To fit the tyres I normally "walk" them on with my boots. Sometimes you have to use levers though. I use a compressor to inflate them and then refit valve core and set pressure.

I then soak the tyre around the rim with soapy water and leave it for 5 minutes to see if any fine bubbling appears. If it does whack the tyre with your rubber mallet and this will stop it. Once or twice I've had to break the seal and do it again though.

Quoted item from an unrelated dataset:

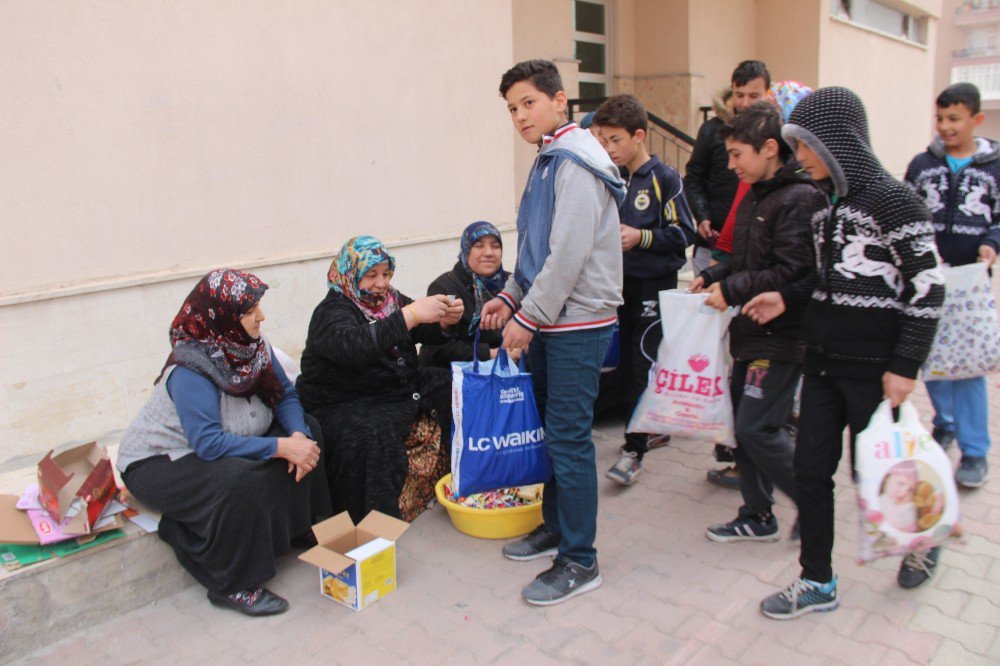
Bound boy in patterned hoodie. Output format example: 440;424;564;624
905;82;999;489
742;87;945;619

I don’t buy tyre soap and normally just use soapy water or furniture polish. For rim protection I use some heavy duty yellow plastic pipe which is cut along one length to allow fitting over the rim.

DanAbnormal
10-12-09, 03:01 PM
I can't be bother so am happy to pay the tyre man. :rolleyes:

muffles
10-12-09, 09:04 PM
I do mine on one of my bikes but use mostly 'proper' gear i.e. bead breaker, compressor, levers, tyre soap, rim protectors.

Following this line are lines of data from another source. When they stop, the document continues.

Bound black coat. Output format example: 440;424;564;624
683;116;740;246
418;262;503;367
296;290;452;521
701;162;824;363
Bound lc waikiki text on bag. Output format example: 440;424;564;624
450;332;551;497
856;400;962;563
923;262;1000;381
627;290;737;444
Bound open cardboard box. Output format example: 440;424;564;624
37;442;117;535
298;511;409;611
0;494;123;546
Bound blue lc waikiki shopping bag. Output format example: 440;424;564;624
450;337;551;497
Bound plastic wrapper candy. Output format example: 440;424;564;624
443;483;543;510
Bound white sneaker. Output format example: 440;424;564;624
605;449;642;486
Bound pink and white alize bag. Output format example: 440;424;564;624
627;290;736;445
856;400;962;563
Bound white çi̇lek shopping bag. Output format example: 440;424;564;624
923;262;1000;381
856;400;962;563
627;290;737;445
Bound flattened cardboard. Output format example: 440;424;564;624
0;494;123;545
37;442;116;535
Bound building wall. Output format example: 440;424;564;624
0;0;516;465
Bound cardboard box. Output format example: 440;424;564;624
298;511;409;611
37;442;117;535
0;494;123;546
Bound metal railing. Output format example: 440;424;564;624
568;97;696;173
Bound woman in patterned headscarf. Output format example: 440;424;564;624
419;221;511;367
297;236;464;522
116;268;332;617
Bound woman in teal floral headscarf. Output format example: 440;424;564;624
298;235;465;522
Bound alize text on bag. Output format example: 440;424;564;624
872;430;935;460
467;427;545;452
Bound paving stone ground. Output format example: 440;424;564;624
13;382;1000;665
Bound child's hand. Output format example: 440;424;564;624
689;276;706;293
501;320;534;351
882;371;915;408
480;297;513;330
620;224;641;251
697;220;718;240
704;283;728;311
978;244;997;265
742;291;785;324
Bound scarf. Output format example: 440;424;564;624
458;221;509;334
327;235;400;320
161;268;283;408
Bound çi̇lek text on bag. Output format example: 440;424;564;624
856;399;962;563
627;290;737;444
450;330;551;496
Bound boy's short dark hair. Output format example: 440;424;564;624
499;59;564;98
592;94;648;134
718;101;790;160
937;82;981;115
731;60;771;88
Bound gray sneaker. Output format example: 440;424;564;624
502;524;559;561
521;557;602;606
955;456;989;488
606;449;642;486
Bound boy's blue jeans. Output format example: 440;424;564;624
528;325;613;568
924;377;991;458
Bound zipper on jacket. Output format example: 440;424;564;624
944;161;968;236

To be honest I've only done 3 tyres so far (2 rears 1 front, although that included taking the first rear off and putting it back on again, twice) and I find it a bit of a struggle when I'm trying to get the tyre back on the rim (not seating it, just getting the tyre over the rim). That's the only bit that takes me time to do, then again it is the only bit that requires physical effort really :lol:

Lozzo
10-12-09, 10:08 PM
It costs me a fiver a rim to have a tyre swopped. For that little cost I wouldn't break a sweat doing it myself.

yorkie_chris
10-12-09, 10:09 PM
Over both ends of the bike that's halfway to a decent night in the pub!

Dicky Ticker
10-12-09, 10:39 PM
Light weight:)[pub]

No serious mention of the balancing after fitting and having the proper weights available

Lozzo
10-12-09, 10:41 PM
Over both ends of the bike that's halfway to a decent night in the pub!

I don't drink

skeetly
10-12-09, 11:08 PM
I don't drink

Really? :)

Lozzo
10-12-09, 11:54 PM
Well... not very often. I don't go to pubs on a regular basis, unless you count twie a year in Derbyshire as regular (I'll be in the Black Horse tomorrow night drinking Coke)

skeetly
11-12-09, 12:01 AM
Heh. I dont really 'do' pubs either.
But I've been known to over do it; in restaurants, fields, livings rooms and so on.........

Richie
11-12-09, 12:36 AM
PM Berlin...

two pieces of wood and a car jack, a few pieces of hose pipe, tyre leavers and force.... a battery air compressor & slime.
then the balancing, a wooden frame and lead sticky back weights.
Jobs a good en.

muffles
11-12-09, 06:39 AM
No serious mention of the balancing after fitting and having the proper weights available

You mean generally? I use proper weights and balance it, I don't have a balancing tool though, so this is the one place I "hack" - pair of axle stands, wheel balanced between them using the axle. Gives it a nice level surface to do the balancing (of course you need to know how to do it but that's a Google away).

MattCollins
11-12-09, 08:33 AM
I like Chris's flammable gas method. I did something similar many years ago using .22cal blanks in what amounted to a zip gun threaded onto the coreless valve stem. Even though it purposely could not fire a projectile it was nevertheless forbidden regardless of licences and it nearly had me arrested a couple of times. Cops are humourless with this sort of thing so in the end I gave it up because it just wasn't worth the hassle.